Sodium and potassium ion batteries have attracted considerable attention in the last few years owing to abundant resources of sodium and potassium compared to those of lithium. Transition metal dichalcogenide MoSe2 shows great potential as an anode because of its high achievable capacity. However, the sluggish kinetics, large volume expansion and pulverization of MoSe2 result in severe decay of sodium or potassium storage performance. In this work, a hierarchical MoSe2/N-C nanorod is synthesized with expanded interlayer spacing. Ethylenediamine (EDA) in MoO3.EDA precursor plays an important role in obtaining the hierarchical nanorod structure.
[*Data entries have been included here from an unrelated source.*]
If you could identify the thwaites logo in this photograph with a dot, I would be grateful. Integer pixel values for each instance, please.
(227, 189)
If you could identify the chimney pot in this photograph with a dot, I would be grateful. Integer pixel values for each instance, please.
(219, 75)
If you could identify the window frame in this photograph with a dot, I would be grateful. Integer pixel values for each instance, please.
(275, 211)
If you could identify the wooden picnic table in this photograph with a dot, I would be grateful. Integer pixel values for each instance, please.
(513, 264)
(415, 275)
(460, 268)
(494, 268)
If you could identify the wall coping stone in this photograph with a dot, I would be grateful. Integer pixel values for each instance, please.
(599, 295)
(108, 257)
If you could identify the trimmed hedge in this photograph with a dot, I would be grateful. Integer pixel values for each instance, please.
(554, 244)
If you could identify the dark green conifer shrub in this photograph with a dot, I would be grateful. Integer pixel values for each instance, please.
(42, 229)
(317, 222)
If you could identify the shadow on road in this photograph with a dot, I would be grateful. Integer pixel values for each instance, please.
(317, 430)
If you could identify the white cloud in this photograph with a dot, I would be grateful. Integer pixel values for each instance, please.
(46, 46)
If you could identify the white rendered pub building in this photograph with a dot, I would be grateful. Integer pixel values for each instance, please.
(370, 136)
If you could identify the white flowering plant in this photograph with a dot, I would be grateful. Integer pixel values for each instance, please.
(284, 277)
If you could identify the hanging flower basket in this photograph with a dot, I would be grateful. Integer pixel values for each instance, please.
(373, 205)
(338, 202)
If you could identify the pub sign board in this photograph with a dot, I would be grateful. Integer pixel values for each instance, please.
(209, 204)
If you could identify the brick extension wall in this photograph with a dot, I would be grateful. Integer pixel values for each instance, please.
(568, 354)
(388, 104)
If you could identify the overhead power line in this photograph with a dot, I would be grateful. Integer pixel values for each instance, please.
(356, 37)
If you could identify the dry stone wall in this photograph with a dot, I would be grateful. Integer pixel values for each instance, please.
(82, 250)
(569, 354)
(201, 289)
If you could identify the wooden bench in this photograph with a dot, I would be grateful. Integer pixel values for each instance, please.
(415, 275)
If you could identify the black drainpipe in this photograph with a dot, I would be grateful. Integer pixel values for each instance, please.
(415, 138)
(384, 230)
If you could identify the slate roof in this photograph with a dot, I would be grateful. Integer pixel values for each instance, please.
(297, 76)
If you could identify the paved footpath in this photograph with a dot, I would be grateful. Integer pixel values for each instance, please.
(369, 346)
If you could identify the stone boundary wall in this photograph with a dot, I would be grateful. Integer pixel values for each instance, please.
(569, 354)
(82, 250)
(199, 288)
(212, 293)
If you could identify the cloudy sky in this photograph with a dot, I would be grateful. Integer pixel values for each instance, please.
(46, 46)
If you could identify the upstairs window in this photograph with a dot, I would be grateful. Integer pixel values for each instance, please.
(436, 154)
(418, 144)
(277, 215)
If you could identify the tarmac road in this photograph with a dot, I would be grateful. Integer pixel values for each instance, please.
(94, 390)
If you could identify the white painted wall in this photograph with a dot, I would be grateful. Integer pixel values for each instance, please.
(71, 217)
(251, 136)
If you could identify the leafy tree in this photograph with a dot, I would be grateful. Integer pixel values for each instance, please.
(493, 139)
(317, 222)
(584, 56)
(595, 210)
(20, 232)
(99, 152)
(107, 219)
The insertion of C and N into the interlayer of the MoSe 2 results in the enlarged interlayer spacing, which is derived from the carbonization of EDA. The expanded d-spacing of (002) planes enhances the diffusion kinetics of Na+ and K+ ions. The hierarchical structure and the N-doped carbon coating buffer the volume expansion during the charging/discharging process maintaining the structural integrity of MoSe2. As a result, MoSe2/N-C exhibits long cycle performance and high rate capability for both sodium and potassium storage.

Automated summary

A hierarchical MoSe2/N-C nanorod with expanded interlayer spacing was synthesized in this study, which showed enhanced diffusion kinetics of Na+ and K+ ions and buffered volume expansion during charging/discharging process, maintaining the structural integrity of MoSe2. As a result, the MoSe2/N-C exhibited long cycle performance and high rate capability for both sodium and potassium storage.